Конференция решала долго. Тем временем один из «преступников» — воспитанник Пушкин заболел простудою и был уложен в лицейскую больницу.
В больнице у доктора Пешеля
Лицейская больница во втором этаже была невелика. Заведовал ею доктор Франц Осипович Пешель. В 1811 году, когда открылся Лицей, было ему двадцать девять лет. Незадолго до этого его вывез из Моравии на русскую службу министр внутренних дел князь Куракин. Так молодой словак Пешель стал софийским уездным лекарем. Софией называлось предместье Царского Села.
Жил Пешель тут же, лечил весь высший свет «казенного городка». Приезжая в Лицей, привозил он воспитанникам царскосельские новости, происшествия, анекдоты. Он не очень правильно говорил по-русски, но был веселым собеседником. Словечки и выражения «нашего знаменитого Пешеля» (он, например, говорил «чинить» вместо «лечить») запомнились на всю жизнь.
Лицеисты любили добряка доктора, но не забывали его в своих эпиграммах и «национальных» песнях.
Однажды Лицей взбудоражило неожиданное известие. Оказалось, что дядька Константин Сазонов, надзирающий за воспитанниками, — разбойник. Он совершил в Царском Селе и в его окрестностях несколько убийств. Злодея схватили и предали суду. А Пушкин сочинил эпиграмму, в которой для красного словца вместе с Сазоновым помянул и Пешеля.
Это была, конечно, только шутка. Пешель в Лицее никого не уморил. Койки лицейской больницы обычно пустовали. Свежий воздух, режим, правильное питание, гимнастические упражнения, чистота белья и тела благотворно влияли на здоровье воспитанников. Доктор Пешель весьма справедливо говорил, что для здоровья самое важное — «спокойствие души, телесные упражнения, диэта, как качественная, так и количественная, вода».

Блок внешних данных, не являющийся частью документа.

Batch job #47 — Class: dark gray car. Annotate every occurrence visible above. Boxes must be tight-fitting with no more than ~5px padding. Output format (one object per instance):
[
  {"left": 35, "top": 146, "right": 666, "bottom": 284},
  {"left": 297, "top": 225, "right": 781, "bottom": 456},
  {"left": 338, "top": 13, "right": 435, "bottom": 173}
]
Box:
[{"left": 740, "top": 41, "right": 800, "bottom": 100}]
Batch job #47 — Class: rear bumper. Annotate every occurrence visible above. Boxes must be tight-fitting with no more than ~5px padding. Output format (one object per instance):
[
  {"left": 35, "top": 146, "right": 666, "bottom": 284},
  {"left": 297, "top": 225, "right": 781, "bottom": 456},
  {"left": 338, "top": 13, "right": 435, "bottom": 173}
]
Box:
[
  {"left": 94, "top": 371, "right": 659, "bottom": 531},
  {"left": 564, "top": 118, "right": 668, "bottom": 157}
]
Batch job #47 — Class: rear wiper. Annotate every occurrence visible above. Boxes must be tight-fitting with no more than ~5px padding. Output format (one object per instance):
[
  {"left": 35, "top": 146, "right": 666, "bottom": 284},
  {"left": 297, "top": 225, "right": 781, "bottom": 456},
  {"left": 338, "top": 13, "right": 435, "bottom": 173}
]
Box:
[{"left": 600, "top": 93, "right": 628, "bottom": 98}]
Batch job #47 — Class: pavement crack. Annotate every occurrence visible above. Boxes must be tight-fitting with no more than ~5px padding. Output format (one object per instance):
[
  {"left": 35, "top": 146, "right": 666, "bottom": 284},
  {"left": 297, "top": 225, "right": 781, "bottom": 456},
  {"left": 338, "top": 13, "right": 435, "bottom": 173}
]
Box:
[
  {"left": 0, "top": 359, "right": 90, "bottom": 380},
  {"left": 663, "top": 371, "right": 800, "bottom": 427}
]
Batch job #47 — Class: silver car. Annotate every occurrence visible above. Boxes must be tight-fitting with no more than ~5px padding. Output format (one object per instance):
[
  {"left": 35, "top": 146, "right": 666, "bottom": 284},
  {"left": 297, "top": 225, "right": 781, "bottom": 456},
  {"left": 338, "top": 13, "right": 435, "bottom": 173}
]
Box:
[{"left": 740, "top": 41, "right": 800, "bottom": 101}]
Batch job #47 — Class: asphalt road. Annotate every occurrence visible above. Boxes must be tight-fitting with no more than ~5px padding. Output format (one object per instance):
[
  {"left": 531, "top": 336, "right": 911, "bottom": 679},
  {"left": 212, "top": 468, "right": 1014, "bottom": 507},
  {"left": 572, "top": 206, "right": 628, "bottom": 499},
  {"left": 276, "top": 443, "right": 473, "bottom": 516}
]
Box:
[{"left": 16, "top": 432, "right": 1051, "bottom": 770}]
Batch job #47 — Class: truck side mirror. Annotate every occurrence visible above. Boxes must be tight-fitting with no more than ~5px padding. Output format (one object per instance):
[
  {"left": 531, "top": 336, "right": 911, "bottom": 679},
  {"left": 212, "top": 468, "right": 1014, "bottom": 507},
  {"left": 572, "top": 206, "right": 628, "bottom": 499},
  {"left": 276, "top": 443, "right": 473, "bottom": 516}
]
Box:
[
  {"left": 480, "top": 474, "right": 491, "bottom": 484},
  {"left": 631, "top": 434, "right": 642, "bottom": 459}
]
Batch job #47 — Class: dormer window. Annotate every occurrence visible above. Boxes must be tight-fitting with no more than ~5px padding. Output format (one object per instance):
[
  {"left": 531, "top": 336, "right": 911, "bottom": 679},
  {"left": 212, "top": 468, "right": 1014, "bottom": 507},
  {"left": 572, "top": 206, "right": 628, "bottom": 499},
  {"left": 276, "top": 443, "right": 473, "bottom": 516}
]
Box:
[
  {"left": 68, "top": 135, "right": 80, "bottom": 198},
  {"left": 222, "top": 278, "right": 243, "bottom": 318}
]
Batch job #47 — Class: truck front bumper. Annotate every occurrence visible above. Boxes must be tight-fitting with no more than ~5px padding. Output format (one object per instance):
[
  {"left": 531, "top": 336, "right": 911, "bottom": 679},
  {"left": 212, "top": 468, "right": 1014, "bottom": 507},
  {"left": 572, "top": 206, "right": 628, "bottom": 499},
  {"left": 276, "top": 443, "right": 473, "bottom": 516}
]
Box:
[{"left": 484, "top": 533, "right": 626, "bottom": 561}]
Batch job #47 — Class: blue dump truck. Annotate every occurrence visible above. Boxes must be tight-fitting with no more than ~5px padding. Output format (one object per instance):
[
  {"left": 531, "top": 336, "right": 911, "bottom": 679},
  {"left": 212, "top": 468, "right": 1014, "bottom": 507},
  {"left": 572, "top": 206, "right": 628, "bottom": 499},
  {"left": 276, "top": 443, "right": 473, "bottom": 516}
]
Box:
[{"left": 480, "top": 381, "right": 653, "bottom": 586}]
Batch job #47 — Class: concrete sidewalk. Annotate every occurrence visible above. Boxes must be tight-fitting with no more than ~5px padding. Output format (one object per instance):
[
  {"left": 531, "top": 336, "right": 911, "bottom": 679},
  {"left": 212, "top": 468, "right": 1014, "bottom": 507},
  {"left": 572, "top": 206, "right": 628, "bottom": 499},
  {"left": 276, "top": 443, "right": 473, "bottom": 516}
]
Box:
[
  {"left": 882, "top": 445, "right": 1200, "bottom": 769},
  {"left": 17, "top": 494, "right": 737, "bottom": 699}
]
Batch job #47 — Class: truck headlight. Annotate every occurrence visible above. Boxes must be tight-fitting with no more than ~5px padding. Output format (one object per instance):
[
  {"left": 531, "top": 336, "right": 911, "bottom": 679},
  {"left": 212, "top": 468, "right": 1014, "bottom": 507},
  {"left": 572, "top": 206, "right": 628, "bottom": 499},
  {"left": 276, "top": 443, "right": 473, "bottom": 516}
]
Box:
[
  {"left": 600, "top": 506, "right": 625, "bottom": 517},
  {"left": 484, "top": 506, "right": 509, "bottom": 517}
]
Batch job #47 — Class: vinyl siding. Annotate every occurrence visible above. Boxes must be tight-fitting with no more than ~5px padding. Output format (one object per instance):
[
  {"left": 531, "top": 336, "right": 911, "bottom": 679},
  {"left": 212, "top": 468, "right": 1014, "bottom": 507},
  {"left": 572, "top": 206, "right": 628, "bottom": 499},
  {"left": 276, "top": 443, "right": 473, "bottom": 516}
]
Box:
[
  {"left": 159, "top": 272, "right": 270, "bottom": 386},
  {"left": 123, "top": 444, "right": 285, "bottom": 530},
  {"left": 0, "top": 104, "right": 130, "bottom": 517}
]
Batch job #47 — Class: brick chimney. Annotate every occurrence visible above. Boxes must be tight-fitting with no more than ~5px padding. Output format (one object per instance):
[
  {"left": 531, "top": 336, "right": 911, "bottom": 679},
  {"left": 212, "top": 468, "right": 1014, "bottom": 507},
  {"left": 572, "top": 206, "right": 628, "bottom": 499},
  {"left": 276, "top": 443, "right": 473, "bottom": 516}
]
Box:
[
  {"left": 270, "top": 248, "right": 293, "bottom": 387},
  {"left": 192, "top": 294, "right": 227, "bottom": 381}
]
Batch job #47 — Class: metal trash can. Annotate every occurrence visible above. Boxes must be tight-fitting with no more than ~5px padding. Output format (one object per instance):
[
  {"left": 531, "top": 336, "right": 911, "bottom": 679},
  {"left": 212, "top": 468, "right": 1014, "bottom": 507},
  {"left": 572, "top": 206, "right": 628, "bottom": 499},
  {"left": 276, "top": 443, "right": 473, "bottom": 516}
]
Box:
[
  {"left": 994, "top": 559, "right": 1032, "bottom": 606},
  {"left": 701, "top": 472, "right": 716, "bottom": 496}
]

Пушкин не жаловался на здоровье. Все же за шесть лицейских лет он несколько раз попадал в больницу. Чаще всего с простудою, как-то с опухолью шейных желез. А бывало, что с «ушибом щеки», «ушибом руки», просто ушибом, с головною болью — диагнозами не слишком серьезными. Пушкин, как и его товарищи, не прочь был полежать в больнице денек-другой, понежиться в постели, поесть крепкого бульона, поболтать с доктором Пешелем, который одинаково охотно лечил и настоящих больных и мнимых.
В больницу Пушкин захватил с собой книги, бумагу, перья и, лежа в постели, не тратил время попусту — читал, сочинял стихи. Болел Пушкин недолго. А когда выздоровел, узнал, каково наказание за «гогель-могель».
Конференция постановила, чтобы виновные, во-первых, в течение двух недель выстаивали на коленях утреннюю и вечернюю молитвы, во-вторых, были смещены на время за обеденным столом на последние места и, в-третьих, занесены «с прописанием виновности и приговора» в черную книгу. Дядьку Фому уволили из Лицея.
Таково было решение начальства.
«Вообще это пустое событие, — писал Пущин, — (которым, разумеется нельзя было похвастать)… наделало тогда много шуму и огорчило наших родных, благодаря премудрому распоряжению начальства. Все могло окончиться домашним порядком, если бы Гауэншильд и инспектор Фролов не вздумали формальным образом донести министру…».
Прошло немного времени, и история с «гогель-могелем» стала забываться. Тем более что все в Лицее были заняты другим: воспитанникам предстояли вскоре публичные экзамены при переходе с начального курса на окончательный.